Des années plus tard, en 2015, Lise Payette est intervenue auprès de la jeune femme. La première ministre d’État à la Condition féminine lui a demandé de signer une lettre pour blanchir Michel Venne. M. Venne convoitait alors le poste de directeur du journal Le Devoir. Les rumeurs de l’agression compromettaient ses chances.

PHOTO MARTIN CHAMBERLAND, ARCHIVES LA PRESSE

La documentariste Léa Clermont-Dion.

Deux ans plus tard, Léa Clermont-Dion a rappelé Lise Payette. Dans l’enregistrement de l’appel, on entend l’ancienne ministre, décédée depuis, dire qu’elle lui avait fait signer la lettre pour préserver la carrière de la jeune femme et protéger la famille de M. Venne.

L’enregistrement de cet appel de 22 minutes avait occupé de longues heures du premier procès. C’est que la première version remise aux policiers par Mme Clermont-Dion durait 11 minutes. La plaignante avait retrouvé la version intégrale lors de l’enquête préliminaire, puis l’avait finalement remise aux avocats.

Mme Clermont-Dion avait expliqué qu’elle avait édité l’enregistrement pour ses archives. Elle s’apprêtait alors à faire une sortie sur Facebook dans la foulée du mouvement #moiaussi. Elle voulait conserver une preuve du rôle de Mme Payette dans l’affaire, a-t-elle expliqué.

Elle avait assuré au tribunal qu’elle avait oublié qu’elle avait édité l’enregistrement près de trois ans plus tard, au moment de remettre le fichier aux policiers après avoir porté plainte.

Le juge de première instance a cru à cette erreur de bonne foi. Mais selon les avocats de Venne, il n’a pas expliqué suffisamment sa position dans un procès qui reposait essentiellement sur la crédibilité des deux protagonistes.

« La question de l’enregistrement affectait la crédibilité de la plaignante de façon très importante », a fait valoir l’avocat de Michel Venne jeudi.

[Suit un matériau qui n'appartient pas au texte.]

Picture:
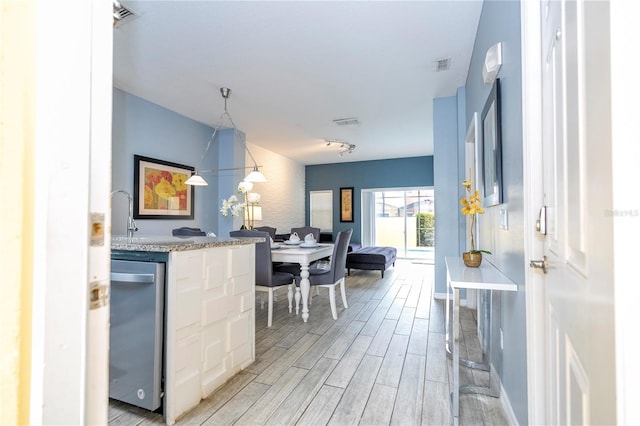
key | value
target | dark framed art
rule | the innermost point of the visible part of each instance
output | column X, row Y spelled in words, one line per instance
column 492, row 148
column 346, row 204
column 160, row 191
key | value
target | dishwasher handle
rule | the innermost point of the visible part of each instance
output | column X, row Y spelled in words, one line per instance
column 132, row 278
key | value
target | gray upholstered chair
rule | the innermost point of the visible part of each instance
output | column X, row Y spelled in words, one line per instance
column 330, row 278
column 266, row 278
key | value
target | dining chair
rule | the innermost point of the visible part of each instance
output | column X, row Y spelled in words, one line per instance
column 330, row 278
column 266, row 278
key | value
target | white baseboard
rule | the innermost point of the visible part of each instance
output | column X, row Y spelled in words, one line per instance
column 440, row 296
column 506, row 406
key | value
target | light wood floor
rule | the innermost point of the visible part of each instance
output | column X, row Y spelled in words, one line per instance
column 382, row 362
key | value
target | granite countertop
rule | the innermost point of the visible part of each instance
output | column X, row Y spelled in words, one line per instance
column 167, row 244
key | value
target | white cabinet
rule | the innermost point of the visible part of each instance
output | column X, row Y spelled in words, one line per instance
column 210, row 325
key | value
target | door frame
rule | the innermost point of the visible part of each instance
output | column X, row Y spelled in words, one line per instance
column 533, row 200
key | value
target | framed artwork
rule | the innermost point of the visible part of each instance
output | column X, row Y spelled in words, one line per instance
column 346, row 204
column 491, row 151
column 160, row 191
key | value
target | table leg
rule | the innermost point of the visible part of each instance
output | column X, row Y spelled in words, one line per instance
column 447, row 322
column 456, row 353
column 304, row 289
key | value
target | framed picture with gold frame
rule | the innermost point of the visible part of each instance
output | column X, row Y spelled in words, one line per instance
column 160, row 191
column 346, row 204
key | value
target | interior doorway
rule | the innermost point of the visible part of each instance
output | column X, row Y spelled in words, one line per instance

Dans la première version remise aux policiers, un passage où Mme Payette assurait que Michel Venne n’était pas son ami avait été coupé, tout comme un extrait où on entend Mme Payette dire que c’est la jeune femme qui avait écrit la lettre et qu’elle ne l’avait pas retouchée.

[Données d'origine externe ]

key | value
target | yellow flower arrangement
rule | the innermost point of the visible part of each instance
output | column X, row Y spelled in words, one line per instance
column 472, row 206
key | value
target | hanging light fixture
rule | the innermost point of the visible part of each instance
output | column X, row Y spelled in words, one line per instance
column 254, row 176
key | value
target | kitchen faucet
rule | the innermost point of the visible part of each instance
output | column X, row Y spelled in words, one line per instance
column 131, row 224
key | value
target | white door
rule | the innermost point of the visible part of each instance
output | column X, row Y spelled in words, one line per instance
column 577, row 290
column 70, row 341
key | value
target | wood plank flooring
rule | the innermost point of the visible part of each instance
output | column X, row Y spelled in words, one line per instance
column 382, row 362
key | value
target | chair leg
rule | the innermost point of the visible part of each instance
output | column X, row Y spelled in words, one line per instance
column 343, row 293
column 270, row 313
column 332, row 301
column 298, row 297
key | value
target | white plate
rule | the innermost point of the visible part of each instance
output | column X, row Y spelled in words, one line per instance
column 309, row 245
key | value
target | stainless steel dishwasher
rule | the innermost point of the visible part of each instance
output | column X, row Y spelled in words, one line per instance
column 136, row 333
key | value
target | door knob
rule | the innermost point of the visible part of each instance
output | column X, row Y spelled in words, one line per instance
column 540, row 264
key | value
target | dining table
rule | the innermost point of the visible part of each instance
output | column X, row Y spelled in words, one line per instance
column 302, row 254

« Tout ça était significatif pour apprécier la crédibilité de la plaignante », a noté MSt-Jacques. « Le juge excuse ça. »

Mais le juge de première instance a conclu que « lorsqu’on écoute la version écourtée on ne se retrouve pas devant un message qui est changé. La teneur correspond à l’intégrale », a répondu le procureur de la Couronne.

La juge Marie-France Bich, de la Cour d’appel, s’est demandée si le magistrat « avait raison de dire ceci ».

« On a coupé de la version originale le passage où son interlocutrice rappelle que c’est elle qui a écrit la lettre, qu’elle ne l’a pas dictée à la plaignante, a indiqué la juge Bich. Ç’a été coupé. Je n’affirme pas qu’au final ç’a été un élément déterminant, mais est-ce que ce n’est pas à considérer ? »

« Si on y voyait une erreur, je pense qu’elle est inoffensive, sans incidence, on est vraiment très loin, a répondu le procureur de la Couronne Olivier T. Raymond. On n’est plus du tout dans les gestes de l’agression. »

La Cour d’appel a pris l’affaire en délibéré. Michel Venne, 63 ans, a écopé de six mois d’emprisonnement pour les gestes de 2008. L’ancien éditorialiste est toutefois en liberté le temps de son appel.